I was recently pointed to a post The 5 pivotal paragraphs in a paper | Dynamic Ecology, that gives advice about how to structure a scientific paper. Most of the advice is good, but I disagree with one statement:
First paragraph of the introduction—you should use this paragraph to embed and contextualize your work in the context of a large classic, timeless, eternal question. What drives species richness. Or controls abundance or distribution. Or gives the best management outcome. Or explains why species are invasive. Or controls carbon flux. You of course are not going to fully answer this question. Indeed no one person, and probably even no generation of scientists will fully answer this question, but ask a really big question. You can then use this big question setup to spend the rest of the introduction summarizing past attempts to answer this question, and show how they have all failed to address the key issue you are about to address.
The first paragraph of the introduction should be the specific point of the paper, not general BS. I read far too many papers (particularly student papers) where there is a huge wad of background dumped before the author gets around to telling me what they are writing about. It irritates me—especially when I already know most of the background.
Don’t bury the specific goal of the paper at the end of the introduction—your readers may never get that far if you start out with general BS. Start with the specific goal of this paper—not the overall goal of a long-term research project or (even worse) the fundamental dogma of biology.

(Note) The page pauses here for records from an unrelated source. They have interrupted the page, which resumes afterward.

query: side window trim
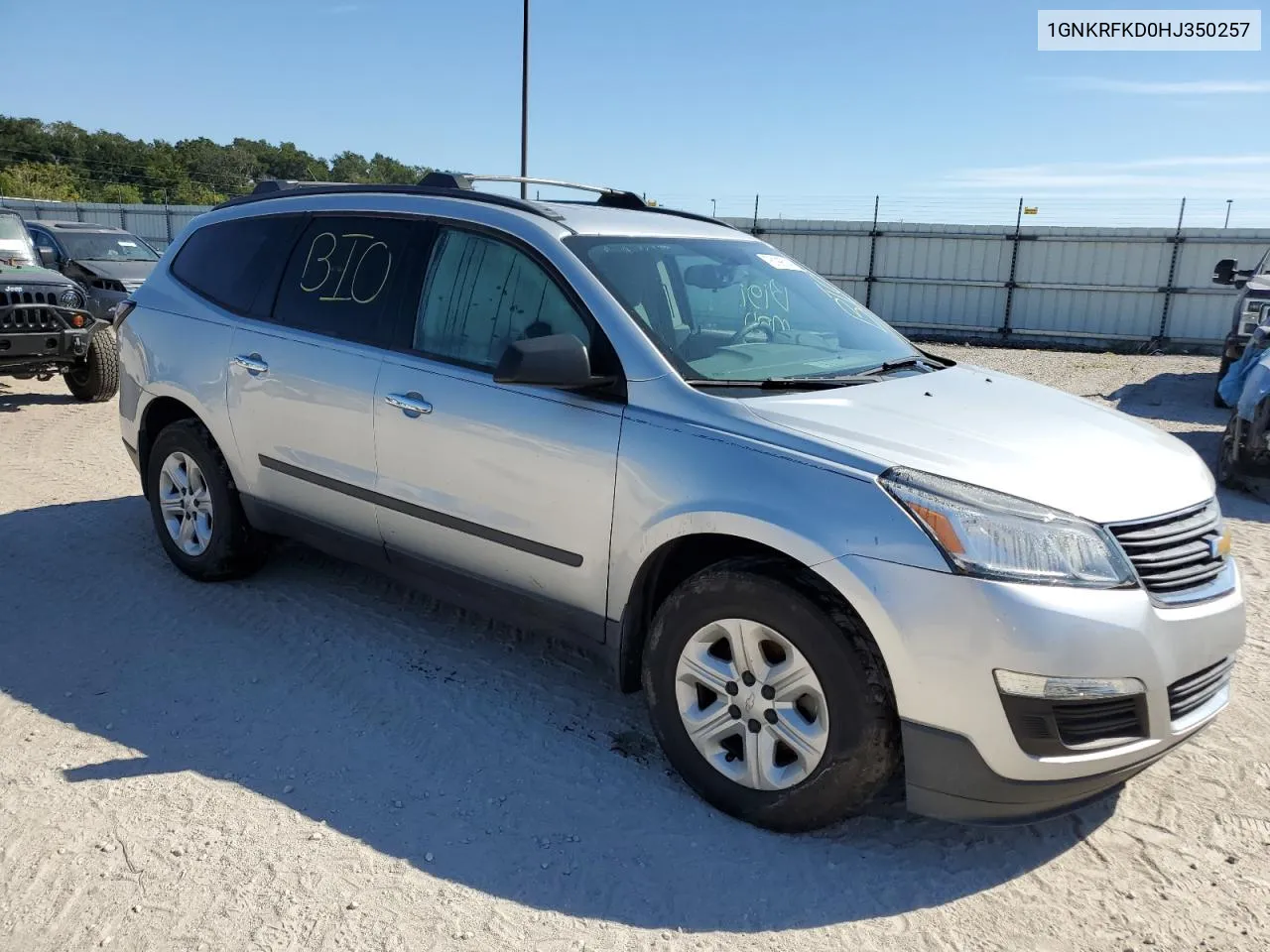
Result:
[391,222,626,386]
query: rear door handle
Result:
[384,390,432,420]
[234,354,269,377]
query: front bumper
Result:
[901,721,1194,825]
[0,302,104,373]
[817,556,1244,820]
[0,326,92,369]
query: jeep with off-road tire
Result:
[0,209,119,403]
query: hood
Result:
[67,258,159,287]
[747,367,1214,523]
[0,264,75,291]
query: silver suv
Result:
[119,176,1244,830]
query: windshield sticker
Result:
[756,255,803,272]
[740,278,790,330]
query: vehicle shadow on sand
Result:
[1094,372,1230,427]
[0,496,1115,932]
[0,384,78,414]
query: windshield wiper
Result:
[860,354,944,377]
[685,376,879,390]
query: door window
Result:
[413,228,591,369]
[172,214,303,317]
[273,216,426,346]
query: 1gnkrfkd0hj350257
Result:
[117,176,1244,830]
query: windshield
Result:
[58,231,159,262]
[0,214,36,264]
[566,236,918,381]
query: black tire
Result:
[146,418,268,581]
[64,327,119,404]
[1212,354,1232,409]
[643,559,901,833]
[1214,414,1242,489]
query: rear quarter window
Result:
[273,214,431,346]
[172,214,304,317]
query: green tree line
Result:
[0,115,430,204]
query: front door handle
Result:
[234,354,269,377]
[384,390,432,420]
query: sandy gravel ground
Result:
[0,348,1270,952]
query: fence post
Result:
[865,195,881,307]
[999,198,1024,337]
[1156,198,1187,344]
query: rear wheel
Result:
[644,563,899,831]
[64,327,119,404]
[1212,354,1232,408]
[146,420,267,581]
[1215,414,1242,489]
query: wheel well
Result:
[617,534,863,693]
[137,398,198,493]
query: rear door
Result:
[375,227,623,639]
[228,214,426,542]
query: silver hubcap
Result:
[159,453,212,556]
[675,618,829,789]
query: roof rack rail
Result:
[216,172,733,228]
[419,172,733,228]
[419,172,648,210]
[214,177,562,222]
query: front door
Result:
[375,228,622,639]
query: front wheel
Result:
[146,420,267,581]
[644,562,899,831]
[64,327,119,404]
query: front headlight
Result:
[880,467,1134,589]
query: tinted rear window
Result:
[273,214,430,346]
[172,214,304,317]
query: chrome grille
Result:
[0,291,63,334]
[1108,499,1225,594]
[1169,657,1234,721]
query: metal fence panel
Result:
[870,282,1006,334]
[730,218,1270,349]
[0,198,1270,349]
[0,198,208,251]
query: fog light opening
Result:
[992,669,1147,701]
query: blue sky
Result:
[0,0,1270,226]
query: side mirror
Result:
[494,334,608,390]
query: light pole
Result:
[521,0,530,198]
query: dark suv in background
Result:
[0,208,119,403]
[27,221,159,323]
[1212,250,1270,407]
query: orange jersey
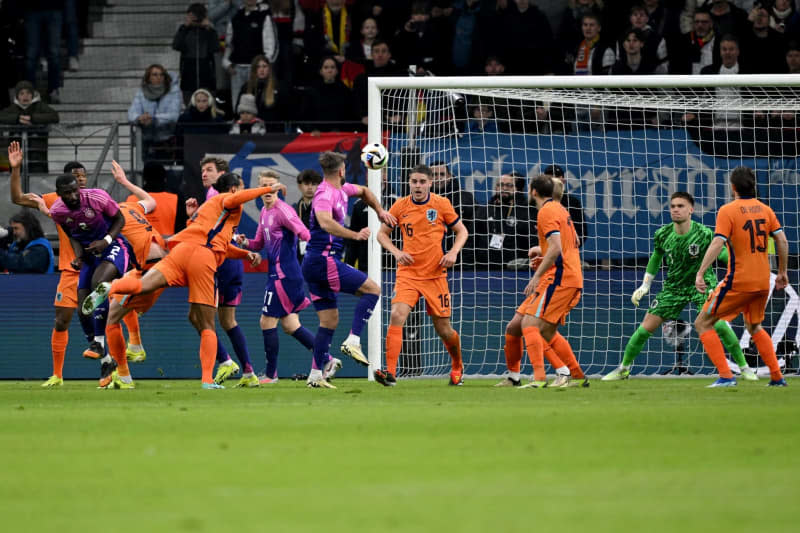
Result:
[714,198,783,292]
[42,192,75,272]
[389,194,459,279]
[170,187,275,266]
[119,202,167,270]
[125,192,178,235]
[536,200,583,289]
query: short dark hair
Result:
[186,3,208,22]
[297,168,322,185]
[8,209,44,242]
[319,151,345,174]
[212,172,242,193]
[408,165,433,179]
[669,191,694,206]
[64,161,86,174]
[200,156,228,172]
[531,174,553,198]
[56,174,78,190]
[730,167,756,198]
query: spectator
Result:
[498,0,554,75]
[571,12,616,76]
[769,0,795,33]
[303,0,351,64]
[222,0,278,110]
[22,0,63,103]
[475,171,536,270]
[128,64,181,160]
[739,6,786,74]
[0,209,55,274]
[236,55,289,127]
[125,161,186,239]
[175,89,228,161]
[610,28,654,75]
[670,9,718,74]
[556,0,613,69]
[347,17,378,63]
[617,4,669,74]
[292,168,322,263]
[544,165,589,246]
[430,161,475,264]
[172,4,219,104]
[230,94,267,135]
[0,81,58,173]
[306,57,359,135]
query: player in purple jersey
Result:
[236,170,342,385]
[50,174,133,379]
[303,152,397,387]
[186,157,253,387]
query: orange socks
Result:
[50,329,69,378]
[522,326,547,381]
[122,311,142,346]
[503,333,522,373]
[108,276,142,297]
[753,329,783,381]
[200,329,217,383]
[444,330,464,372]
[544,332,586,379]
[386,326,403,376]
[700,329,732,379]
[106,322,131,376]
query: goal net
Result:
[368,75,800,377]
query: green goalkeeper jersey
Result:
[647,220,728,293]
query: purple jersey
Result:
[247,199,311,279]
[50,189,119,246]
[306,181,361,255]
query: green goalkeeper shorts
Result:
[647,287,706,320]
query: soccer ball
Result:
[361,143,389,170]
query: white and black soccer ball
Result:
[361,143,389,170]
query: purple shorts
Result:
[303,254,367,311]
[78,235,133,290]
[261,276,311,318]
[217,259,244,307]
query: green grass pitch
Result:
[0,379,800,533]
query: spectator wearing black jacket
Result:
[172,4,219,104]
[0,209,55,274]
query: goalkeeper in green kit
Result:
[603,191,758,381]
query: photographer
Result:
[0,209,55,274]
[172,4,219,104]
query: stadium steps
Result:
[48,0,188,172]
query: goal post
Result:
[368,75,800,379]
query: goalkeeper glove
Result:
[631,274,654,307]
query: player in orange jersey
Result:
[8,141,103,387]
[374,165,469,387]
[83,173,286,389]
[93,161,167,388]
[495,176,589,387]
[521,176,588,388]
[694,167,789,387]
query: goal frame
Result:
[367,74,800,381]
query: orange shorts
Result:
[520,283,581,324]
[392,278,450,316]
[53,270,80,309]
[153,242,217,307]
[113,270,165,313]
[703,284,769,324]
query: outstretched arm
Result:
[111,160,156,213]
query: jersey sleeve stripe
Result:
[445,217,461,228]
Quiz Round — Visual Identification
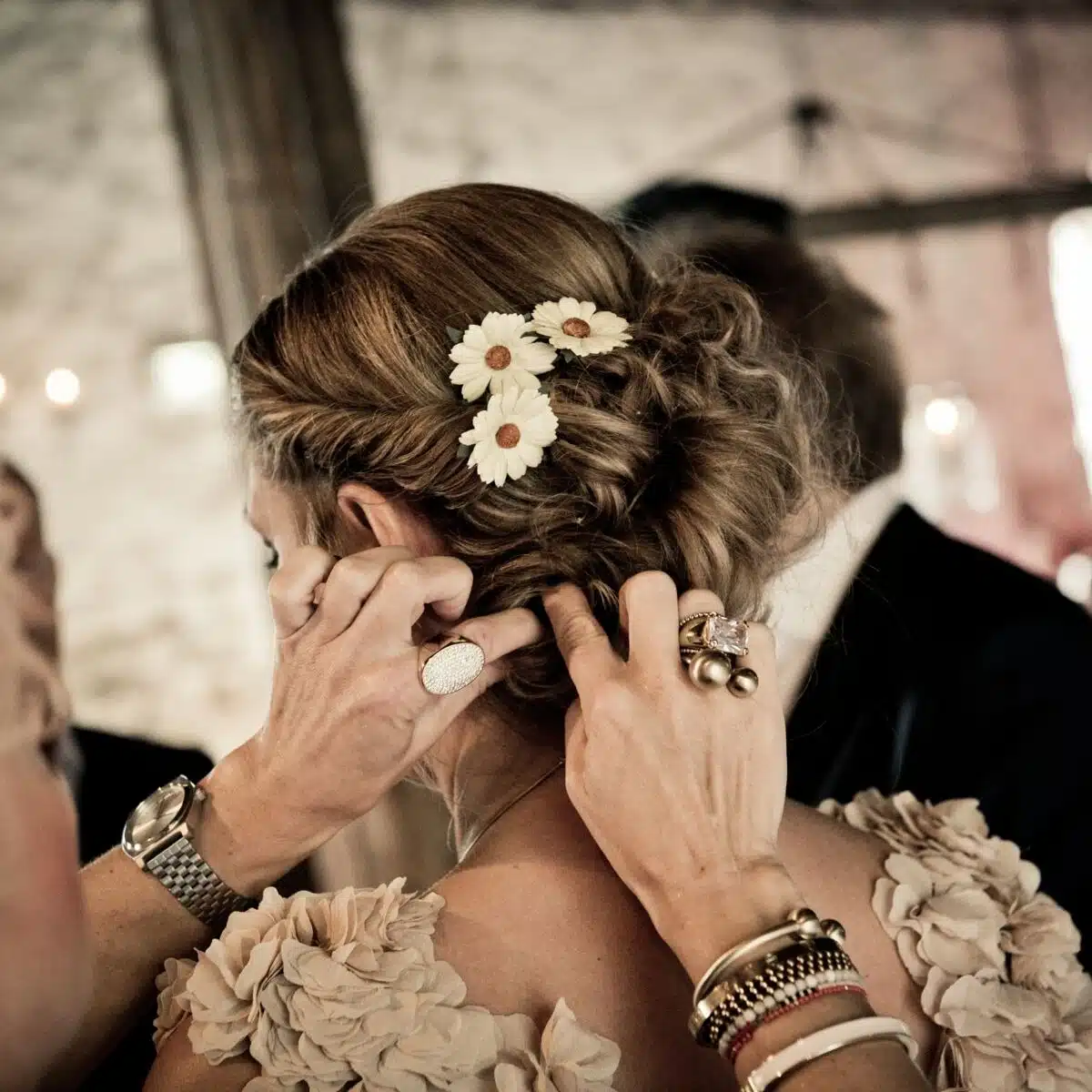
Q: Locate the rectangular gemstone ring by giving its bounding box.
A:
[679,613,747,656]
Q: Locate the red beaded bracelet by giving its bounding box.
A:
[721,982,864,1064]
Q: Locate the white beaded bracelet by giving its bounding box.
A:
[741,1016,917,1092]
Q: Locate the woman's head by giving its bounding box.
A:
[235,186,823,733]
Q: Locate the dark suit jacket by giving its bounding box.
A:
[788,507,1092,952]
[75,727,311,1092]
[75,727,212,1092]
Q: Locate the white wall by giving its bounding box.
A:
[0,0,1092,747]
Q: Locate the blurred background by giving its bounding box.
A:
[0,0,1092,768]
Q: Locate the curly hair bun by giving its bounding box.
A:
[234,186,829,719]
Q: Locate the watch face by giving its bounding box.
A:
[122,781,190,854]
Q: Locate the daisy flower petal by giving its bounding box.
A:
[531,296,632,356]
[448,311,557,402]
[460,387,557,486]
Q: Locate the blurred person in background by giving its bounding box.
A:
[0,460,212,864]
[0,482,91,1092]
[621,181,1092,951]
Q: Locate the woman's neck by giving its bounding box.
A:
[430,715,563,861]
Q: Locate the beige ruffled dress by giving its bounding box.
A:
[155,792,1092,1092]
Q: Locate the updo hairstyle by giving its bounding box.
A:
[234,185,828,724]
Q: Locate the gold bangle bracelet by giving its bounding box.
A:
[693,907,825,1008]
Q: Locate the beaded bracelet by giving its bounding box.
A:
[693,906,845,1008]
[716,982,864,1065]
[690,941,861,1046]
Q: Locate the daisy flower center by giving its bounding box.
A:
[485,345,512,371]
[497,424,520,451]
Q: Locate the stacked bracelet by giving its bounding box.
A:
[690,939,862,1046]
[716,982,864,1065]
[690,910,916,1092]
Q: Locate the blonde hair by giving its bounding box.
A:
[234,185,829,733]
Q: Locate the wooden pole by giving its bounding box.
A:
[149,0,371,346]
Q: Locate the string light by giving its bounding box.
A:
[46,368,80,406]
[148,340,228,411]
[925,399,960,436]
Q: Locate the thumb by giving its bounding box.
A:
[268,546,337,641]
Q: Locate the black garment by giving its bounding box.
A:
[788,507,1092,962]
[75,727,312,1092]
[75,728,212,1092]
[75,727,212,864]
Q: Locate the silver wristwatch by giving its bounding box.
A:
[121,777,255,928]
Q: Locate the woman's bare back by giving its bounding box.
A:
[437,779,935,1092]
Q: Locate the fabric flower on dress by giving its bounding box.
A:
[531,296,632,356]
[459,388,557,486]
[820,790,1092,1092]
[492,998,622,1092]
[157,880,618,1092]
[448,311,557,402]
[152,959,195,1050]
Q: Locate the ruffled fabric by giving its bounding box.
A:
[820,790,1092,1092]
[154,880,619,1092]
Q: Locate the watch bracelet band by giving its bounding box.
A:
[146,837,257,929]
[690,941,856,1046]
[694,956,862,1047]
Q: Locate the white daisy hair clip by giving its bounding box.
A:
[448,296,632,486]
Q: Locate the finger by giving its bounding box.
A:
[564,699,588,796]
[542,584,621,695]
[360,557,474,641]
[311,546,413,642]
[618,572,679,672]
[449,607,546,664]
[268,546,335,641]
[679,588,724,622]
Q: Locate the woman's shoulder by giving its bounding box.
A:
[820,790,1092,1090]
[155,880,618,1092]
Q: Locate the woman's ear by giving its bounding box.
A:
[338,481,443,557]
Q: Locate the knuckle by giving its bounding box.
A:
[380,558,421,592]
[622,569,676,596]
[589,678,633,722]
[450,619,496,655]
[557,615,600,652]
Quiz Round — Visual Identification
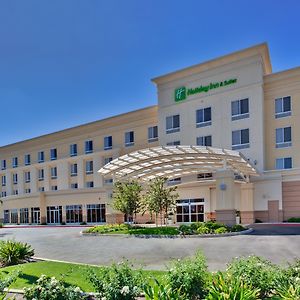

There is a term for this in journalism—it is known as “burying the lede”, which is considered a major flaw in news reporting. It is a similarly large flaw in scientific writing.
I recommend that the first paragraph of a scientific article give the specific research question being answered in the article, and that the rest of the introduction then be used for the contextualizing that question—why is it important? how does this study answer it? For engineering reports, the first paragraph should give the main engineering design goal and constraints, again using the rest of the introduction to say why that was important.
If the conclusions of the paper do not answer the question raised in the first paragraph of the introduction, then the question is not specific enough.